What is business coaching and mentoring?

Business coaching and mentoring can provide you with a valuable source of guidance and support. These terms are often used interchangeably, but in fact there are important differences between them. Business coaching is very task-driven and it tends to focus on helping people reach specific goals, whereas mentoring is centred on sharing knowledge and experience. For example, while a business coach might provide you with a step-by-step plan to achieve a particular target, a mentor is there to offer general advice and guidance that draws on their own personal experiences in business.
It's useful to be aware of this distinction because there may be times when your business can benefit from one type of support in particular.

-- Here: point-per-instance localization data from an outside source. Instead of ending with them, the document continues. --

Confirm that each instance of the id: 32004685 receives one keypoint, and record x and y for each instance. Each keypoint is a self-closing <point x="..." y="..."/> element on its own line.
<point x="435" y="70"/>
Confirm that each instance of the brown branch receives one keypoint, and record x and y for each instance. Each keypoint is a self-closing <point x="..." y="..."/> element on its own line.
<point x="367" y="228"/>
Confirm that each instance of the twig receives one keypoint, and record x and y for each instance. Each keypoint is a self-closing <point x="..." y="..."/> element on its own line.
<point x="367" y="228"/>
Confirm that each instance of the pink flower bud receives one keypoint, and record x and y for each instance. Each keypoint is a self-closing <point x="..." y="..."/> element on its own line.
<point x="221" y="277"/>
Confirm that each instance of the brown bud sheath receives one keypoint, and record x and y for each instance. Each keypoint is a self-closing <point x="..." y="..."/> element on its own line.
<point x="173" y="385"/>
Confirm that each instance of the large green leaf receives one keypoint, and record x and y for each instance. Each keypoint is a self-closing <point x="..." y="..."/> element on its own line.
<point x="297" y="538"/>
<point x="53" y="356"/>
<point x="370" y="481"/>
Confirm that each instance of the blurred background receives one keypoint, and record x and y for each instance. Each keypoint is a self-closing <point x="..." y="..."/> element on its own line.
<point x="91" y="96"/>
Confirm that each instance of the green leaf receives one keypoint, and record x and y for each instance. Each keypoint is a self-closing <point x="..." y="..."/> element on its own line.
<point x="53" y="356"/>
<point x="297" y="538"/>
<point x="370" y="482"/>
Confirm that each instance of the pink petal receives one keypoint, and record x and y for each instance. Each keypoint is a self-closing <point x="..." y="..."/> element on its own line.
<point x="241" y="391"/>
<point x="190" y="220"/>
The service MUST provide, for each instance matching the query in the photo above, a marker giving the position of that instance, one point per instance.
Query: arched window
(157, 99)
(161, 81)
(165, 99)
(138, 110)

What is a business mentor?

A mentor is typically an experienced businessperson. It can also be someone with expertise in a specific aspect of business, such as marketing or finance. These people put themselves forward to help entrepreneurs who are less experienced, knowledgeable and confident. They give advice and feedback based on their personal insights, and can act as a sounding board, listening to your ideas and concerns.
Mentoring can be either formal or informal. Formal mentoring is set up through official channels and it might be part of a structured business support programme. In contrast, informal mentoring happens when experts connect with entrepreneurs through business networks, friendship groups, word of mouth recommendations and so on.

How can a business mentor help you?

Being in contact with a mentor may help you in various ways. Below are just some of the benefits you might experience as a result of these relationships.

Business advice based on experience

There are few things more valuable in business than experience - and this is what makes mentors so valuable to the entrepreneurs they advise. These people have had time to learn from their own mistakes, meaning they’re ideally placed to help prevent you from making those same errors of judgement. They know what it takes to succeed, and what can get in the way of success.

A different perspective

Because you’re so involved in the day-to-day running of your business, and you’re no doubt emotionally invested in it too, it can be difficult to analyse it objectively. One of the major benefits of mentors is that they can provide an impartial view. They may be able to see strengths and weaknesses in your company that you’re blind to.
They can also bring a fresh perspective and new ideas that you would never think of yourself.

Emotional support and motivation

Mentors won’t provide the level of emotional support a  counselling service can, but their support can help to boost your confidence and motivation. Being a self-employed tradesperson can sometimes be an isolating experience. You might face periods of financial uncertainty or encounter challenges you don’t feel equipped to deal with. All of this can take its toll on your morale.
A mentor is there to listen to your concerns, confidentially. Simply being able to speak to someone who understands what you’re going through will help ensure you don’t feel like you’re dealing with your struggles alone. Mentors can also share their own experiences of failure and success, and help to give you a more positive mindset.

Access to useful business contacts

Networking is crucial for building your customer and supplier base, and ultimately for growing and strengthening your company. Because of their considerable experience, mentors tend to have extensive networks themselves - and they may be able to introduce you to their professional connections.
These experts may also be able to offer advice on how to leverage networks to your advantage, and point you to networking opportunities in your industry.

Expert training

While you’re no doubt an expert in your trade, there may be aspects of running a business that you’re less knowledgeable about. Although mentors aren’t there to train you, they can highlight areas where they think you may benefit from professional development. They might also have recommendations for courses or qualifications that could help you. In this way, they can play an important role in your progression as a business owner.

How to find a business mentor

There are various ways to find business mentors. If you want to go down an informal route, you can simply approach local business leaders you admire or attend industry events that give you a chance to reach out to experts.
Alternatively, you can use official mentoring platforms. For example, a government-recommended website that can connect you with free and paid-for mentors in your area is mentorsme. This is an online gateway designed for small and medium-sized enterprises that are looking for mentors. Another option is to visit the Association of Business Mentors website. It allows you to search for mentors with specialisms that suit your needs.